Der Schalker Trainer plant Neuverpflichtungen. Der neue Superstar Raúl enttäuscht bei seinem Bundesliga-Debüt in Hamburg auf der ganzen Linie

Gelsenkirchen. Die Muße, den Aufenthalt an seiner alten Wirkungsstätte zu genießen, hatte Felix Magath nicht. Der Zustand, den seine Mannschaft beim verpatzten Saisonauftakt in Hamburg offenbart hatte, weckte beim Schalker Trainer nicht gerade Lust, den Abend mit alten Weggefährten vom HSV ausklingen zu lassen. Dazu ist die aktuelle Lage auf Schalke zu ernst.

"Wir haben wieder gesehen, dass noch etwas passieren muss", sagte Magath nach der 1:2-Niederlage und wiederholte, was er bereits seit Monaten gebetsmühlenhaft predigt. "Wir können auf diesem Niveau noch nicht mithalten. Da muss etwas passieren, und da wird noch einiges passieren. Ich gehe davon aus, dass noch neue Spieler kommen werden", hielt der 57-Jährige erneut ein Plädoyer für Verstärkungen "vor allem für den Offensivbereich."

Magath hat derzeit viele Baustellen zu bearbeiten. Neben der Harmlosigkeit der Angriffsbemühungen fehlte dem Mittelfeldspiel fast jegliche Kreativität. Hinzu kamen eklatante Abstimmungsschwierigkeiten in der Defensive, die den Gesamteindruck vermittelten, dass sich der Vizemeister möglicherweise schon sehr früh ohne weitere Einkäufe von dem Kreis der Spitzenteams verabschieden könnte.

Die Schalker hatten es zu keinem Zeitpunkt des Spiels geschafft, die Hamburger mit Aktionen aus dem Spiel heraus in Bedrängnis zu bringen. Der Angriff mit Raúl, der bei seinem Bundesliga-Debüt wie ein Fremdkörper gewirkt hatte, sowie dem Brasilianer Edu strahlte kaum Gefahr aus. "Es war Raúls erstes Bundesligaspiel, und weil wir taktisch zunächst nicht so offensiv ausgerichtet waren, konnte er gar nicht so oft in Szene gesetzt werden", sagte Magath über den 33-jährigen Spanier, dem er wegen des ideenlosen Aufbauspiels noch mildernde Umstände zubilligte.
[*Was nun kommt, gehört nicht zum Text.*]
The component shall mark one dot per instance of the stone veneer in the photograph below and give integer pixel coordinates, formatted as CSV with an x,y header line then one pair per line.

Um die Qualitäten des Rekordschützen der Champions League nutzen zu können, wird dringend ein Passgeber für das Mittelfeld sowie ein Sturmpartner für Raúl benötigt. Bis zur Schließung der Transferliste am Dienstag in einer Woche hat Magath Zeit, die Gespräche mit den Kandidaten zu finalisieren. Unverändert soll nach Meldungen englischer und italienischer Zeitungen Schalker Interesse am Brasilianer Robinho von Manchester City sowie Jan Huntelaar vom AC Mailand bestehen. Ein Kandidat ist auch Raúls Ex-Teamkollege Julio Baptista, 28. Der Brasilianer, der vor zwei Jahren von Real Madrid zum AS Rom wechselte, könnte für fünf Millionen Euro das offensive Mittelfeld des Vizemeisters verstärken. Sein Vorteil: In 75 Spielen für Spaniens Rekordmeister (33 Tore) zwischen 2005 und 2008 stand er häufig an Raúls Seite. Magath ist von Julio Baptistas Fähigkeiten überzeugt: "Ein sehr guter Mann."
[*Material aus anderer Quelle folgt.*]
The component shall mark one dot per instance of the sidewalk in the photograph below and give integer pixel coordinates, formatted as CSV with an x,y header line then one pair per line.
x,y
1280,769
Zvjezdan Misimovic, Spielmacher in Diensten des Liga-Konkurrenten VfL Wolfsburg, erhält dagegen offenbar keine Freigabe. Magath könne "baggern, so viel er will", erklärte VfL-Manager Dieter Hoeneß, der höchstens dann bereit sein dürfte, den Bosnier doch noch ziehen zu lassen, wenn er Aussicht auf einen adäquaten Ersatz hätte.

Doch selbst wenn Magath beim Transferpoker Erfolg haben sollte, wären damit längst nicht alle Probleme gelöst. In den kommenden Tagen muss er sich auch mit den eigenen Fans auseinandersetzen, die wegen der Absetzung des langjährigen Fan-Beauftragen Rolf Rojek verstimmt sind. "Es sind nicht die Fans, es ist eine Gruppe von Fans", versuchte Magath die Kontroverse herunterzuspielen.

Das sehen zumindest Teile der Schalker Anhänger anders. In Hamburg hatten mehrere Hundert Fans weiße T-Shirts mit der Aufschrift "die kleine Gruppe" angezogen. Eine ironische Verniedlichung der eigenen Bedeutung - schließlich vertritt der Schalker Fanclub-Verband, dem Rojek immer noch vorsteht, über 80 000 Mitglieder.